Tracey Worcester wrote and directed the film Pig Business in a four-year exploration to find out where and how pork is produced, what impacts the industry is having on the environment and rural communities, and whether animal welfare is being addressed. The first U.S. screening of the documentary was held on Wednesday evening in the U.S. Capitol Visitor Center in an event cosponsored by the Center for Food Safety and Rep. Dennis Kucinich, D-Ohio. Also participating in a panel discussion after the screening was Robert F. Kennedy Jr., president of the Waterkeeper Alliance and a high-profile environmental lawyer.

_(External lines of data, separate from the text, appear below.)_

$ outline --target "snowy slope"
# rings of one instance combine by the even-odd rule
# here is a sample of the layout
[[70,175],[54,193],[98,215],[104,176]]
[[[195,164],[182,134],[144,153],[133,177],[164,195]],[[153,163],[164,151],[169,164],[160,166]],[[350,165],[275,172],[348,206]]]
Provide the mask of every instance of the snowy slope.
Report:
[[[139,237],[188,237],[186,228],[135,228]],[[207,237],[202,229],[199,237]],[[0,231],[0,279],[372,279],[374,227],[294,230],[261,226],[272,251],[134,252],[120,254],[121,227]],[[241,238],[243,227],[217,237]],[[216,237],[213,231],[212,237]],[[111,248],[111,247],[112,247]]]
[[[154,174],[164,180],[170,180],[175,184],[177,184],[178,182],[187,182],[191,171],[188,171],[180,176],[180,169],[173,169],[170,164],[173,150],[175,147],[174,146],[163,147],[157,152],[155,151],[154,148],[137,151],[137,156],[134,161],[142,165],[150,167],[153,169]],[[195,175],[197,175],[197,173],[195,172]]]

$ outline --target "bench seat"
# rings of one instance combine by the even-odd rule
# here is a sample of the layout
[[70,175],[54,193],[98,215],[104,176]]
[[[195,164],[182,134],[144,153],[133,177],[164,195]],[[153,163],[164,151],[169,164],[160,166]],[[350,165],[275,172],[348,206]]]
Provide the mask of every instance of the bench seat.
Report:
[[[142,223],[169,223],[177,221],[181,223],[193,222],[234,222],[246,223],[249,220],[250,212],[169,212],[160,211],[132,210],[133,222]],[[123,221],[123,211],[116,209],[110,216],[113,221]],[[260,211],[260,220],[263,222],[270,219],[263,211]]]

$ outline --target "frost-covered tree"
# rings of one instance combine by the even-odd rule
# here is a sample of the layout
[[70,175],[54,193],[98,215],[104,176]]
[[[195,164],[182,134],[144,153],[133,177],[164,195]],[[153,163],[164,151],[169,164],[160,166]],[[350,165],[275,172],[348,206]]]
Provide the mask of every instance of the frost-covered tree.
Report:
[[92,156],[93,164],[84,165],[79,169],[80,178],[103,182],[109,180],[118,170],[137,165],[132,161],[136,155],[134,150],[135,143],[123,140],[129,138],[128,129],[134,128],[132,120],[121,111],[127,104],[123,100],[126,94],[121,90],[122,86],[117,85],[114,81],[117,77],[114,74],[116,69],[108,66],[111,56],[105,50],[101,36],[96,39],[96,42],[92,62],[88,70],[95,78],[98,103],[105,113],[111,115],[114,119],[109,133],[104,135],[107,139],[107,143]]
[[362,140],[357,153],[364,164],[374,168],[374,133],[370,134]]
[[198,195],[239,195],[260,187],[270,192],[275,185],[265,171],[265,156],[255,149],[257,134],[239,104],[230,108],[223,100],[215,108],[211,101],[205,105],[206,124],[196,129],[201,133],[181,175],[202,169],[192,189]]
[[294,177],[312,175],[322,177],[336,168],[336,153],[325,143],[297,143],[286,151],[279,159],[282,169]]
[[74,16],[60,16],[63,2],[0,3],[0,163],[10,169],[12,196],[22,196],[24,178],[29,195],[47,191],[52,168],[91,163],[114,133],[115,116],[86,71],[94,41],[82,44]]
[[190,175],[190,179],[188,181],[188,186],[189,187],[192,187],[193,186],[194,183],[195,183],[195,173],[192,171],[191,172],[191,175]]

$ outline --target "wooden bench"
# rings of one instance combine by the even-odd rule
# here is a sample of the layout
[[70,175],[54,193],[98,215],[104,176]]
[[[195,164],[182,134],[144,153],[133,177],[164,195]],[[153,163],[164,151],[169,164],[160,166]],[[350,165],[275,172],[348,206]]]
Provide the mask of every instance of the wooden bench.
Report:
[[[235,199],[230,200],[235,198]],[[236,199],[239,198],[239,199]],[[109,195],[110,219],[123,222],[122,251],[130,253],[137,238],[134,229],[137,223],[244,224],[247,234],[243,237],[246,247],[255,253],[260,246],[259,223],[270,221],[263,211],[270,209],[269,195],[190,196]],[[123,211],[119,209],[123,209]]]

In the film, Worcester examines the pork industry through interviews with farmers, residents near hog farms, meatpackers, and politicians. The focus is on sprawling factory farms known as Concentrated Animal Feeding Operations, or CAFOs, that are largely controlled by major meat producers like Smithfield Foods, which processes about 27 million pigs a year with annual sales of about $12 billion and operations in 15 countries.
“These farming factories break the law, they spread the manure on the ground and then it goes into the waterways and it kills the fish, sickens the people, the property values plummet, and it turns neighbors against neighbors in the rural areas,” Kennedy said. “Part of the business plan in this industry is to empty the rural parts of America and liquidate it for cash.”
According to University of Iowa researchers, a hog produces 10 times as much waste material as a human being. One of Smithfield’s facilities in Utah has 850,000 hogs, which means that one facility produces more sewage every day than all the residents of New York City combined.
“Pigs are not seen as animals, but as raw materials,” Worcester said. “It seems economic development is not determined by the needs of people but by the need for companies to grow and compete in the global market.”
This is a template for many of the environmental issues that are in this country, said Kennedy. Choosing between economic prosperity on one hand and environmental protection on the other hand is a false choice, he argued, and in 100 percent of the situations, good environmental policy is identical to economic policy.
Kennedy, Worcester, and Kucinich contend it is possible to change the food-production system by avoiding meats with no welfare label and by favoring local producers over mass processors.